Compare Congressman Kline’s lack of leadership role regarding ethics with Congressman Tim Walz regarding this issue. Mr. Walz is very vocal in saying that an independent ethic commission should replace the House Ethics Committee. As Tim says “I’m uncomfortable with members policing their own members”. Representatives Keith Ellison, Betty McCollum, Collin Peterson and Tim Walz voted for the measure, as did retiring Republican Representative Jim Ramstad.

But really it's not much of a surprise that Congressman Walz has taken the lead in this issue. Walz in less than 6 months broke Kline’s 5 year record for face-to-face town meetings, and is truly motivated instead of wrapping himself in the flag, relying on his old military record and refusing to work in WA,DC for much needed projects in his district.

Wednesday, March 05, 2008

Will Kline Back Ethics Reform?

Common Cause with your help is turning up the heat on members of Congress who are refusing to confront the ethics crisis. Today their full page ad (see pic) is running in Roll Call -- the must-read newspaper of Capitol Hill.

Under the current rules, only a member of Congress can file an ethics complaint against another member. That system is clearly broken: there are at least a dozen members of Congress or staff who are under federal investigation, indicted, convicted or serving prison sentences, while the Ethics Committee stays practically silent. It's time for a change – time for an independent panel to oversee congressional ethics.

Please call Rep. John Kline today at (202) 225-2271 and let him know that you expect him to support strong ethics enforcement in the form of House Resolution 895. Afterall, Kline has nothing to hide...or does he?

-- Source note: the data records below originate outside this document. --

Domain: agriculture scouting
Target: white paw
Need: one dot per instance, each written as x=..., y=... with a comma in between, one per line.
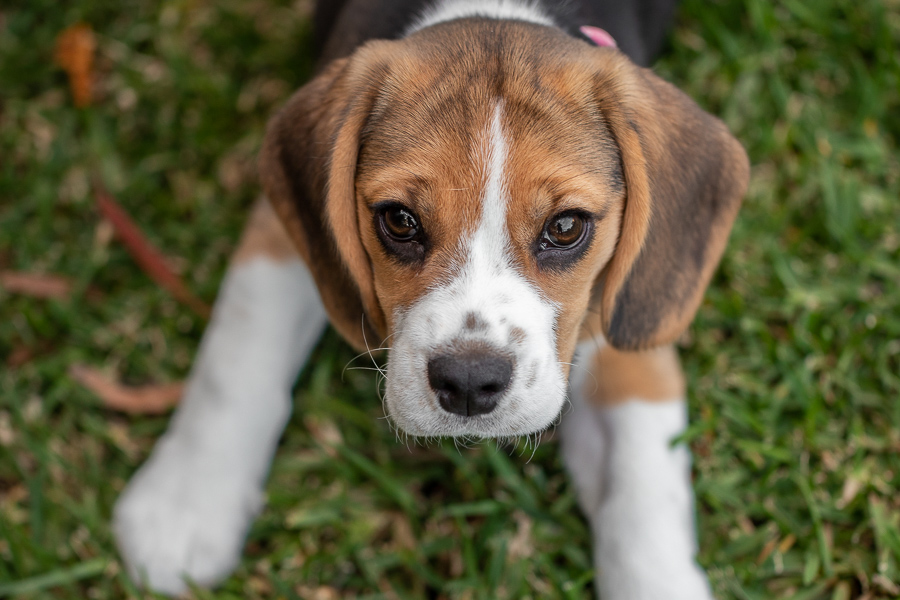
x=180, y=519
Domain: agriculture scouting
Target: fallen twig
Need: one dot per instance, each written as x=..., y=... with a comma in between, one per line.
x=141, y=400
x=144, y=253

It's critically important that there be an independent Office of Congressional Ethics with the power to file, investigate and judge ethics complaints. Time is short – please call Rep. Kline today at (202) 225-2271.

Tuesday, March 04, 2008

Near the Bottom in Power Rankings

Via Minnesota Monitor, I see that John Kline ranks near the bottom in the Knowlegis Power Rankings. He ranks 396 out of 435:
The power rankings rate members of Congress based on position by virtue of committee or tenure, indirect influence through media influence or caucus membership, the number of bills or amendments that each member succeeds in getting passed and how successful they are at getting earmarks for their state or district.
The site does say that there are limitations to the rankings:
The Knowlegis Power Rankings project team acknowledges that Members of Congress sometimes exercise power in ways that cannot be seen or measured. For example, we did not measure some variables such as effectiveness in assisting constituents in the district and state, known as "casework." Nor did we measure legislators' visibility in the district and state, such as public appearances or communication with voters. Finally, legislators often play important roles as liaisons with federal agencies in matters where state or local governments have a vested interest in a special project (such as military base closures). These factors - while crucial to a member's re-election and extremely important to constituents - are hard to measure and rarely contribute to power in the House or Senate.
Factoring in these limitations can only drop Kline further. Visibility in the district and state? We are represented by a man who has virtually no influence and who uses what little influence he has to vote against the interests of his constituents.